31.03.2009 - Economizar água, reciclar o lixo e não poluir o rio Catolé, que abastece o município de Itapetinga (distante 580 quilômetros de Salvador), são algumas ações que Daphini Alves e Felicia Almeida, 16 anos, adotaram na região para preservar os recursos naturais locais.
Alunas da Escola Estadual Alfredo Dutra, as duas reconhecem a importância de debater o tema para garantir a conservação do meio ambiente para as gerações futuras. “As pessoas não se conscientizam cedo, não tem ideia que pequenas atitudes podem mudar o planeta”, defendeu Daphini.
Na opinião de Felicia, a situação está se agravando e as consequências são irreversíveis. “O rio está poluído, as ruas estão sujas de lixo e os dias estão mais quentes, efeito do aquecimento global”, pontuou a estudante.
Para mudar essa realidade e propor alternativas sustentáveis por meio da Lei Estadual de Educação Ambiental, a Secretaria Estadual do Meio Ambiente (Sema), em parceria com a Comissão Interinstitucional de Educação Ambiental (Ciea), está identificando conflitos socioambientais e potencialidades dos 26 Territórios de Identidade do Estado com o Seminário de Consulta Pública da Minuta do Projeto da Lei de Educação Ambiental.
Mobilização - O território de Itapetinga, que abrange 13 municípios da região, foi o 18º a realizar o seminário de educação ambiental.
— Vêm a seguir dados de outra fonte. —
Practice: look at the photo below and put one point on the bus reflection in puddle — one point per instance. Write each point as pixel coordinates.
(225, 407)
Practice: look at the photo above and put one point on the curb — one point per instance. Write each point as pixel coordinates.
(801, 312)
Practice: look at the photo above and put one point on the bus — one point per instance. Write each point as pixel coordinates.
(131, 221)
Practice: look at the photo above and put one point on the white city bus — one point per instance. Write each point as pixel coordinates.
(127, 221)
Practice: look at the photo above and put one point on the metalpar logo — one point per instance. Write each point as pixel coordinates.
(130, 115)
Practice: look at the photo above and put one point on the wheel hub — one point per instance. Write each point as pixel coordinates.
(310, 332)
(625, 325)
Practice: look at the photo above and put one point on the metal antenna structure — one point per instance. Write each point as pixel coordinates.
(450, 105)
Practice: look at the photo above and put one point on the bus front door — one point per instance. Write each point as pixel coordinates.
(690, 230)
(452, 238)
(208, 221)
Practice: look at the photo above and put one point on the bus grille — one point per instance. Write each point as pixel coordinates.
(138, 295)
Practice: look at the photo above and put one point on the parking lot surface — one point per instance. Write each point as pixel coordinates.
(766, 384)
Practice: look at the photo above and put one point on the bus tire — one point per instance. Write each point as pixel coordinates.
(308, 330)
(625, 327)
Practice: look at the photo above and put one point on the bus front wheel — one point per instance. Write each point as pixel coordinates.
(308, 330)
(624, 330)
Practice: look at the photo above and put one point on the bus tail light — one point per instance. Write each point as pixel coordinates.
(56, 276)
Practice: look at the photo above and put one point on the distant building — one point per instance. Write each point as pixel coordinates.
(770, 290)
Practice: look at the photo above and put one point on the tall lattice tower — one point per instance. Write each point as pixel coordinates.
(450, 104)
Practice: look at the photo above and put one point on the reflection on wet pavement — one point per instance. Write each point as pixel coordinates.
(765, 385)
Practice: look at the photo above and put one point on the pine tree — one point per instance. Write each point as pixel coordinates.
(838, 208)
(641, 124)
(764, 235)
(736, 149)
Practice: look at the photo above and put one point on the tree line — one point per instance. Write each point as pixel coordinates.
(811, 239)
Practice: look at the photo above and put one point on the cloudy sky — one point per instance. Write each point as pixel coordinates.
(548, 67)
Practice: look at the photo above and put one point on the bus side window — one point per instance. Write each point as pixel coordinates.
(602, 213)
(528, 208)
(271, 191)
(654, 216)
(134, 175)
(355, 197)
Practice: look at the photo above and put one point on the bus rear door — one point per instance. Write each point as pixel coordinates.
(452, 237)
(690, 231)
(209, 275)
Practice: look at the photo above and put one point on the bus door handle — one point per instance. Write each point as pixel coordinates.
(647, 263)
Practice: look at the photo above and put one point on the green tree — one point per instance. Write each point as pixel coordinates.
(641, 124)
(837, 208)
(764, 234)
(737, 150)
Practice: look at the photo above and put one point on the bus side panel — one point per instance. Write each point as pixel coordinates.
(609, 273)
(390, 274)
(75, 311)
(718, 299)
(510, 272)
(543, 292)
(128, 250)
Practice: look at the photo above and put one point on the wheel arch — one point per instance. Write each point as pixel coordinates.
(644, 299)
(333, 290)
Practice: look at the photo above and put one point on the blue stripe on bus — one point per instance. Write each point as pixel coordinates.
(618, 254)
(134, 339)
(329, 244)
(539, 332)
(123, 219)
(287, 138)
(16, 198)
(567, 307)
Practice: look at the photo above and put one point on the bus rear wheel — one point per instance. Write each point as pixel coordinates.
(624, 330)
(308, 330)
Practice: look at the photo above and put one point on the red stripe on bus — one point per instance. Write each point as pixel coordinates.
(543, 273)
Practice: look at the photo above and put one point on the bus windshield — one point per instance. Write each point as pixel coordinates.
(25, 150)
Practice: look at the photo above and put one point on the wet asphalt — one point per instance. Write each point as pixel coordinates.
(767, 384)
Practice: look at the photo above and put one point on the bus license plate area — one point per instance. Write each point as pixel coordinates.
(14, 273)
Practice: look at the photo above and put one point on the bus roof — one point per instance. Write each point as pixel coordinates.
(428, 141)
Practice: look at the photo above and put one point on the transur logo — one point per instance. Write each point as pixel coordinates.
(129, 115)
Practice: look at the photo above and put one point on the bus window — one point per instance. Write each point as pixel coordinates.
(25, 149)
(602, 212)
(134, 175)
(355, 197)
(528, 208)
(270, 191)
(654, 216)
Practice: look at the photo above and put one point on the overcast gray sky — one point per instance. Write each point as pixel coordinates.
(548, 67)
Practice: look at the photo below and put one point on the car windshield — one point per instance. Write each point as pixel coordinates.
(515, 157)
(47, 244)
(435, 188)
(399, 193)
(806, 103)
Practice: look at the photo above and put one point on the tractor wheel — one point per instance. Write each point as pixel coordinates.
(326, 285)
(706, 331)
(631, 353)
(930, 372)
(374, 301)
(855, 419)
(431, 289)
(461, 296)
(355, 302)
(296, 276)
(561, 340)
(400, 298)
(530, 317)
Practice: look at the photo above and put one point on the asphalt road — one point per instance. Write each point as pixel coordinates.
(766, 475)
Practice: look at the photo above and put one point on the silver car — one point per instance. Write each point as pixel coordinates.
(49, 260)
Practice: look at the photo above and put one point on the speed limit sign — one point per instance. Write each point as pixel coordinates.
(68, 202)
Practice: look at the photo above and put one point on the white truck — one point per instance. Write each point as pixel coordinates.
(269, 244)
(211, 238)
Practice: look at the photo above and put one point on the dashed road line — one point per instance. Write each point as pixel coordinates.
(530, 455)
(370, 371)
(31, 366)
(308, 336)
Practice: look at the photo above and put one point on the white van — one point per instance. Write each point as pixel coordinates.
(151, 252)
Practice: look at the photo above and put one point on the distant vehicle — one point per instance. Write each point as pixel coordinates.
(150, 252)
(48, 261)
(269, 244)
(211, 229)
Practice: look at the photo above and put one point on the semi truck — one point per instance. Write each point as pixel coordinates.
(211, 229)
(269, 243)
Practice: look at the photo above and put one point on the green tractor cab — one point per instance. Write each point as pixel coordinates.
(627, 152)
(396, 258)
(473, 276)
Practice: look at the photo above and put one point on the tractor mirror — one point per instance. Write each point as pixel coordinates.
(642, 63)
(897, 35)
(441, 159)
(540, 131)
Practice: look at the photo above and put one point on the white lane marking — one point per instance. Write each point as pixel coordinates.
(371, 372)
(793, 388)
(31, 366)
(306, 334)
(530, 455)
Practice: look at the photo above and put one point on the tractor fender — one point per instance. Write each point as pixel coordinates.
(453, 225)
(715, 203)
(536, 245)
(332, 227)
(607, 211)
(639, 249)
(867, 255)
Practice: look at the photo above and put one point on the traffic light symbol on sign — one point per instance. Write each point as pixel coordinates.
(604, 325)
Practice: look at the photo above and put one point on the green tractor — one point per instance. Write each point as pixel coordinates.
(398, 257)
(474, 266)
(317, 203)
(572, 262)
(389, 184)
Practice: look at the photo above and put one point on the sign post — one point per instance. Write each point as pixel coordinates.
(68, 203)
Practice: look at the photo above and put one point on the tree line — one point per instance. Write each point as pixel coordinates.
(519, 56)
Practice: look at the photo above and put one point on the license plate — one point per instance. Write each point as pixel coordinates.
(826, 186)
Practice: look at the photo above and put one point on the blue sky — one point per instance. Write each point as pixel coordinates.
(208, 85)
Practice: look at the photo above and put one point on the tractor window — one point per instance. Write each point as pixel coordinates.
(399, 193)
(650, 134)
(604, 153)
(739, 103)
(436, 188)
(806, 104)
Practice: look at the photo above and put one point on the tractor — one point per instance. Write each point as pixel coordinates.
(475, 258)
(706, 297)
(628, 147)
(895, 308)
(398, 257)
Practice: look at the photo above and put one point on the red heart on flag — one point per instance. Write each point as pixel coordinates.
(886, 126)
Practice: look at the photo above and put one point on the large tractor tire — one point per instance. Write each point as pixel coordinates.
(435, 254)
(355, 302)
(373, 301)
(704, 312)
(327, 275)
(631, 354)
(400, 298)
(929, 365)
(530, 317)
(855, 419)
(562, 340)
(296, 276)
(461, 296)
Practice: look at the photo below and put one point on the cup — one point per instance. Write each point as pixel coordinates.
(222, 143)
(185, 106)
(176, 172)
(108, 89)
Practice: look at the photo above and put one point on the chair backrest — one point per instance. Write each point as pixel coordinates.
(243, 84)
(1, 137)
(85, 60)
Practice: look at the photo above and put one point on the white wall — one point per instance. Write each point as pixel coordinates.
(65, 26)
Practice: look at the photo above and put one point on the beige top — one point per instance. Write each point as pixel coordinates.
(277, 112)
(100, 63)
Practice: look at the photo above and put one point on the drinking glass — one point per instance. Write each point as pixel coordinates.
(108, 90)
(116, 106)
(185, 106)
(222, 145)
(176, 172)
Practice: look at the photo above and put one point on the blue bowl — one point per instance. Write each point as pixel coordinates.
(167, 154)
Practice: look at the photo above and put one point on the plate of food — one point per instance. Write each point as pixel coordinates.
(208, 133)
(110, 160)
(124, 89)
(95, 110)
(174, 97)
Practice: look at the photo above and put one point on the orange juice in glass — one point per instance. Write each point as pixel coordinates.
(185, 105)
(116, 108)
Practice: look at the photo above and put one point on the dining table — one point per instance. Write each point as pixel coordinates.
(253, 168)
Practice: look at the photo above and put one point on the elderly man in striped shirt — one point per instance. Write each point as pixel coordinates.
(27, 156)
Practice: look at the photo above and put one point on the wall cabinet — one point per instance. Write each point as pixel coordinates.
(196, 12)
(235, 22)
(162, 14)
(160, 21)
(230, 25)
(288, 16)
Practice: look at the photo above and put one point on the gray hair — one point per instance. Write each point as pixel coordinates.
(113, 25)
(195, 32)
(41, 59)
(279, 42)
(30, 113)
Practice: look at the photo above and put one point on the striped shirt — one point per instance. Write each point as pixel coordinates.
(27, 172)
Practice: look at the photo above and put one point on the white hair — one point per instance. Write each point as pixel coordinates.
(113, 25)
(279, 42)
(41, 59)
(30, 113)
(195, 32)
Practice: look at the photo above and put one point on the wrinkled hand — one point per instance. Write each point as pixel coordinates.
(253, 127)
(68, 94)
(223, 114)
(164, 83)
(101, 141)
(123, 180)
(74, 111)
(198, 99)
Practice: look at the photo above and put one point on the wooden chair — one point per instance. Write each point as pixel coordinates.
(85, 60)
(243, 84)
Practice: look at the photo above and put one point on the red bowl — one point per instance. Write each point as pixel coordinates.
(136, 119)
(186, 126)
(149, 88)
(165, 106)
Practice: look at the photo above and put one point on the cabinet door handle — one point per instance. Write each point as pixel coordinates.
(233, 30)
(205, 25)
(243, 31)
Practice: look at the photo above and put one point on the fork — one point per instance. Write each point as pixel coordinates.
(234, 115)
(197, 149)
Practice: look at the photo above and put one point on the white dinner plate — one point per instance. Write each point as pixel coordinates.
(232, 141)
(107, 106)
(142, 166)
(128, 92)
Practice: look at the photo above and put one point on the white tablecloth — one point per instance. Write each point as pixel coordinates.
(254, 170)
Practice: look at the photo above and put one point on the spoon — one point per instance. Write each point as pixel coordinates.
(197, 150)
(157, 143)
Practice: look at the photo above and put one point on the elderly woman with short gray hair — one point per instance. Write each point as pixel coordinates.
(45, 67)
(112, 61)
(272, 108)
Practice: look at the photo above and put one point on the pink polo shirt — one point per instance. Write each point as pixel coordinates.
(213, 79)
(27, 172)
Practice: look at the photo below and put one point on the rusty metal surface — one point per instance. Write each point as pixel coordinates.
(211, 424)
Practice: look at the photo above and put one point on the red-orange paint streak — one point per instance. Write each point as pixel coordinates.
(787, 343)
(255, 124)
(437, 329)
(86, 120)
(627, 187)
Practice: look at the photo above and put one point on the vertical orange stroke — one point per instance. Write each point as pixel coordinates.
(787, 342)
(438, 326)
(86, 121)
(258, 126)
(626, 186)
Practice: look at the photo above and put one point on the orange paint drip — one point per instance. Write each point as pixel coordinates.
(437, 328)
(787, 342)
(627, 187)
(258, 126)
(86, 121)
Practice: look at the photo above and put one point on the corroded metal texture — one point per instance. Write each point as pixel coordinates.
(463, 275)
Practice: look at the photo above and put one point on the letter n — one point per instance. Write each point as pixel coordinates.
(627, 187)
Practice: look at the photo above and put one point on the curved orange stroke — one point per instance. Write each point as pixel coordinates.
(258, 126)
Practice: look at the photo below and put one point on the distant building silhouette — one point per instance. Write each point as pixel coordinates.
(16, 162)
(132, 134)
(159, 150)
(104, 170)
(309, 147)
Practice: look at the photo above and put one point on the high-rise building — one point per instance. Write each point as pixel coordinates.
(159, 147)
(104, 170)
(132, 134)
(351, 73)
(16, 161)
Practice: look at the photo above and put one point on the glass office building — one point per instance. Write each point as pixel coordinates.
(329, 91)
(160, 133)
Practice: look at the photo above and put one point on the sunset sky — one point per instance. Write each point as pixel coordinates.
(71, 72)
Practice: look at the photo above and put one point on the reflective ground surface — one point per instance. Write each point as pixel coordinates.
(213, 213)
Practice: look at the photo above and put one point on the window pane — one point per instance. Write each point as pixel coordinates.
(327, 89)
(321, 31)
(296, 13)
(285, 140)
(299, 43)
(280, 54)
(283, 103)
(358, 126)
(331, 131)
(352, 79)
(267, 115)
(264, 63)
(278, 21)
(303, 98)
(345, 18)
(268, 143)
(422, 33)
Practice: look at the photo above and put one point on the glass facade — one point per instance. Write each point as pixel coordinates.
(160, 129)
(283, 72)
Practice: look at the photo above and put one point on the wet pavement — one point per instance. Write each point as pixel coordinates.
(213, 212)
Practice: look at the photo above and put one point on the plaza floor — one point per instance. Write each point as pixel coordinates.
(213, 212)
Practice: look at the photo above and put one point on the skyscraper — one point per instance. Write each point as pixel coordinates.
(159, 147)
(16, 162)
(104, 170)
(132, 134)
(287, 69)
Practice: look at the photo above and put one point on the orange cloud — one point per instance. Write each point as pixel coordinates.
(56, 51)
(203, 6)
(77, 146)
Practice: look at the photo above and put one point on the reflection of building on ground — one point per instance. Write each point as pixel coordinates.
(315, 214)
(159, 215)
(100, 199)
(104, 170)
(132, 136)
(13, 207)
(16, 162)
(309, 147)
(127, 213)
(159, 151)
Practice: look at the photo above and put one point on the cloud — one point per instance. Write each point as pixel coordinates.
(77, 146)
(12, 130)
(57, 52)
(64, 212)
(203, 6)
O evento terminou hoje (dia 31) e teve a participação de mais de 280 representantes de comunidades tradicionais, sociedade civil, universidades, poder público e alunos da rede estadual.
Para o secretário estadual do Meio Ambiente, Juliano Matos, a consulta pública vai estruturar o governo na construção da educação ambiental. “A finalidade é ter uma lei legitima, num processo que só se constrói com transparência, diálogo e participação”, defendeu Matos, ao destacar que área ambiental é planetária e tem consequências no mundo inteiro.
O articulador do Território de Itapetinga, Guilherme Rosa, o desmatamento irregular, as queimadas para pastagem e a poluição dos rios, principalmente do Catolé, que abastece a região, são os principais problemas ambientais locais. “A lei só é legal quando é legitima e tem a participação dos maiores interessados que é o povo”, defendeu Rosa.
De acordo com a representa da Ciea no seminário, Lucimeire Passos, a iniciativa possibilita que políticas públicas contemplem a realidade local, já que peculiaridades da região serão registradas durante a consulta. “Não é só discutir a minuta da lei, mas mapear a educação ambiental e alocar recursos para a gestão ambiental local”, disse Passos.